Clustering (also known as cluster analysis) is a quintessential method of unsupervised machine learning. It's primarily used for dividing data up into groups (or clusters) based on shared criteria. By examining these clusters, different "families" can be deduced, families which provide a useful category to assign future data points to. For our purposes, clustering is used to divide up VBA macros based on their content, clusters to which we're able to assign varying levels of "maliciousnous" or "benignness." What follows is a demonstration of this process, with clusters formed based on the words contained in a macro.
Read the full blog at [InQuest Blog: Clustering for Classification](https://inquest.net/blog/2020/12/16/Clustering-for-Classification)

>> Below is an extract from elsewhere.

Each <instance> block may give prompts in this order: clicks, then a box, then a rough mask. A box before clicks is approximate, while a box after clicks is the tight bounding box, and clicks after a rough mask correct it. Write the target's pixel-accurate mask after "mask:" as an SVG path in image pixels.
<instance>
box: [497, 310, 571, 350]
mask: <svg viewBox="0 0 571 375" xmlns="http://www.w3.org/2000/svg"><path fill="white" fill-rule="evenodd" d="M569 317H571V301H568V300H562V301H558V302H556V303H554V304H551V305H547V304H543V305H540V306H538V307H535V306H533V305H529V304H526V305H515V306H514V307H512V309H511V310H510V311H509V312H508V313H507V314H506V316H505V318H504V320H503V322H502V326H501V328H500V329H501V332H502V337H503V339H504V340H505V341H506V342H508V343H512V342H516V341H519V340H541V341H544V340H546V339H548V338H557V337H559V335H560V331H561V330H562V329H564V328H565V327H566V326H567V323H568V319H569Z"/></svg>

1. First, we must import everything we need. This includes numpy and pandas for opening and reading our dataframes, and our clustering algorithm. For our clustering algorithm, we use sklearn's kmeans classifier. We also load in our data into a panda's dataframe. 

In [1]:
from __future__ import print_function
import numpy as np
import pandas as pd
from sklearn.cluster import KMeans
import string
import os

from ipywidgets import interact, interactive, fixed, interact_manual
import ipywidgets as widgets

word_content_df = pd.read_csv(open(os.path.join(os.getcwd(), "vba_features.csv")),index_col=0)

word_content_df

Unnamed: 0,abs,accelerator,activate,activecell,activecodepane,activecontrol,activedocument,activesheet,activevbproject,activewindow,...,Join,LBound,Split,UBound,CurDir,Dir,FileAttr,FileDateTime,FileLen,GetAttr
4ee2939230a5962bc7937f0e54c27900595c4040ba723f6f31d84cc9e60ac3a7.macro,0.000000,0.0,0.010344,0.000000,0.0,0.0,0.000000,0.106488,0.0,0.0,...,0.0,0.0,0.0,0.0,0.0,0.0,0.0,0.0,0.0,0.0
7b409025db2a30a58b42adc20bc81daf7dd6a6f8b7dfd089e90fb9fb232a5c05.macro,0.000000,0.0,0.000000,0.000000,0.0,0.0,0.002899,0.000000,0.0,0.0,...,0.0,0.0,0.0,0.0,0.0,0.0,0.0,0.0,0.0,0.0
2cba5a34d84cba315019a94f15a70ba3f2b013955cd240ccca106aa9a569f827.macro,0.000000,0.0,0.000000,0.000000,0.0,0.0,0.000000,0.000000,0.0,0.0,...,0.0,0.0,0.0,0.0,0.0,0.0,0.0,0.0,0.0,0.0
e406765eedf8d315750823133c94acb9d8af9a74afb25af8f983a5d4d48af5b7.macro,0.000000,0.0,0.000000,0.000000,0.0,0.0,0.281521,0.000000,0.0,0.0,...,0.0,0.0,0.0,0.0,0.0,0.0,0.0,0.0,0.0,0.0
3e1b48c1b05736c3125723decf7cfe0e4e4efa51de63ad11eda1fa35e564b72e.macro,0.008199,0.0,0.008457,0.016246,0.0,0.0,0.000000,0.021371,0.0,0.0,...,0.0,0.0,0.0,0.0,0.0,0.0,0.0,0.0,0.0,0.0
...,...,...,...,...,...,...,...,...,...,...,...,...,...,...,...,...,...,...,...,...,...
f58a9e939d186b69453367e26d1123dc1a03719c8f3c0f69a5157c8a8faca814.macro,0.000000,0.0,0.000000,0.000000,0.0,0.0,0.000000,0.000000,0.0,0.0,...,0.0,0.0,0.0,0.0,0.0,0.0,0.0,0.0,0.0,0.0
4df4ed09ddcf6e2aa6d682bae21f3b2c243551310bdd565c2d2e0e89f05c4bd6.macro,0.000000,0.0,0.020384,0.000000,0.0,0.0,0.028581,0.000000,0.0,0.0,...,0.0,0.0,0.0,0.0,0.0,0.0,0.0,0.0,0.0,0.0
a5c6ab5f55851e5a4a665888b4804457a9c27b82bfdadd98185dc733b6ab6ed4.macro,0.000000,0.0,0.000000,0.000000,0.0,0.0,0.000000,0.000000,0.0,0.0,...,0.0,0.0,0.0,0.0,0.0,0.0,0.0,0.0,0.0,0.0
985577430d9c17e113d00a3923df0e4e6bcf452452fdd2e3196f89f9b5cffb34.macro,0.000000,0.0,0.000000,0.000000,0.0,0.0,0.000000,0.000000,0.0,0.0,...,0.0,0.0,0.0,0.0,0.0,0.0,0.0,0.0,0.0,0.0


2. We now initialize our kmeans model. For our purposes we have it divide the data into 5 clusters, though in actual practice we divide it into up to 5000. We then fit our model to the data.

In [2]:
word_content_kmeans = KMeans(n_clusters=5).fit(word_content_df)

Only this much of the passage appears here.